Het gebruik van DES wordt ontraden. Dit protocol is alleen aanwezig met het oog op de compatibiliteit met eerdere versies.

Opmerking

Als u een AES-GCM-algoritme opgeeft voor de versleuteling, moet u dezelfde algoritme opgeven voor de integriteit.

Integriteitsalgoritme

De volgende integriteitsalgoritmen zijn beschikbaar voor computers waarop deze versie van Windows wordt uitgevoerd. Niet al deze algoritmen zijn beschikbaar op computers waarop andere versies van Windows worden uitgevoerd. Als u met IPsec beveiligde verbindingen tot stand moet brengen met een computer waarop een eerdere versie van Windows wordt uitgevoerd, moet u algoritmeopties opnemen die compatibel zijn met die eerdere versie.

Zie IPsec-algoritmen en -methoden die in Windows worden ondersteund (de pagina is mogelijk Engelstalig) (https://go.microsoft.com/fwlink/?LinkID=129230) voor meer informatie.

  • AES-GCM 256

  • AES-GCM 192

  • AES-GCM 128

  • AES-GMAC 256

  • AES-GMAC 192

  • AES-GMAC 128

  • SHA-1

  • MD5

Beveiliging Opmerking

Het gebruik van MD5 wordt ontraden. Dit protocol is alleen aanwezig met het oog op de compatibiliteit met eerdere versies.

Opmerking

Als u een AES-GCM-algoritme opgeeft voor de integriteit, moet u dezelfde algoritme opgeven voor de versleuteling.

Sleutellevensduur

Met de instellingen voor de levensduur bepaalt u wanneer er een nieuwe sleutel moet worden gegenereerd. Door een sleutellevensduur in te stellen kunt u afdwingen dat er een nieuwe sleutel wordt gegenereerd na een bepaald tijdsinterval of nadat de opgegeven hoeveelheid gegevens is verzonden. Als de communicatie bijvoorbeeld 100 minuten duurt en u een sleutellevensduur van 10 minuten opgeeft, worden tijdens de hele uitwisseling 10 sleutels gegenereerd. Door meerdere sleutels te gebruiken zorgt u ervoor dat niet de hele communicatie gevaar loopt wanneer een kwaadwillende gebruiker een sleutel weet te bemachtigen.

Opmerking

De sleutel wordt opnieuw gegenereerd met het oog op de gegevensintegriteit en versleuteling in de snelle modus en is niet van invloed op de sleutellevensduur die is ingesteld voor sleuteluitwisseling in de hoofdmodus.

Minuten

Met deze instelling kunt u de geldigheid (in minuten) opgeven voor de sleutel die wordt gebruikt in de beveiligingskoppeling voor de snelle modus.
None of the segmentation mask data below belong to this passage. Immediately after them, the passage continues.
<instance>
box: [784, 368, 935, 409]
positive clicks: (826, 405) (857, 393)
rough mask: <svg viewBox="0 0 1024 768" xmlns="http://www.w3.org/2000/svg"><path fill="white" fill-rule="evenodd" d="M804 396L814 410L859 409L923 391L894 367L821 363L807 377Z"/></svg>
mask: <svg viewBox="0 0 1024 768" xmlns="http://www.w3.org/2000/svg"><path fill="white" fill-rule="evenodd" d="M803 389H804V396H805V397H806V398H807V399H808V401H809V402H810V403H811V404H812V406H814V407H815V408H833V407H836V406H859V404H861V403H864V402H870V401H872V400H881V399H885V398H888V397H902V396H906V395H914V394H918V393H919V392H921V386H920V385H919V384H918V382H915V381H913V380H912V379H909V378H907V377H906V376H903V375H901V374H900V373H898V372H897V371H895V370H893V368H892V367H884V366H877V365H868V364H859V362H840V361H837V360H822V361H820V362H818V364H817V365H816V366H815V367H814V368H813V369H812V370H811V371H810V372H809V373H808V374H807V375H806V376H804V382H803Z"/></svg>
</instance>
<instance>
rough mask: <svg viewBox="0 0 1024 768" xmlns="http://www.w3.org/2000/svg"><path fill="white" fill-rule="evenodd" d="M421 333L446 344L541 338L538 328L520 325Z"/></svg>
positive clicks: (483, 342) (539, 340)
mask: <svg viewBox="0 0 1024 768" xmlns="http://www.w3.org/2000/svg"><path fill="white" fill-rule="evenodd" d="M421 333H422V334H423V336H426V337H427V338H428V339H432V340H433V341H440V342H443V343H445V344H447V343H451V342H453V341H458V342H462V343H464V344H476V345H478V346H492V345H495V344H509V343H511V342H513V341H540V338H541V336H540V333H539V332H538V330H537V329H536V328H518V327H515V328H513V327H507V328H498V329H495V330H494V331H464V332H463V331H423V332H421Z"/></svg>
Na dit interval wordt de sleutel opnieuw gegenereerd. De nieuwe sleutel wordt tijdens daaropvolgende communicatie gebruikt.

De maximumlevensduur is 2.879 minuten (48 uur). De minimumlevensduur is 5 minuten. Het is raadzaam niet vaker opnieuw een sleutel te genereren dan op grond van uw risicoanalyse vereist is. Als er te vaak nieuwe sleutels worden gegenereerd, kan dat de prestaties nadelig beïnvloeden.

KB

Met deze instelling kunt u opgeven hoeveel kilobytes (kB) aan gegevens met de sleutel worden verzonden. Als deze drempel is bereikt, wordt de teller opnieuw ingesteld en wordt de sleutel opnieuw gegenereerd. De nieuwe sleutel wordt tijdens daaropvolgende communicatie gebruikt.

De maximumlevensduur is 2.147.483.647 kB. De minimumlevensduur is 20.480 kB. Het is raadzaam niet vaker opnieuw een sleutel te genereren dan op grond van uw risicoanalyse vereist is. Als er te vaak nieuwe sleutels worden gegenereerd, kan dat de prestaties nadelig beïnvloeden.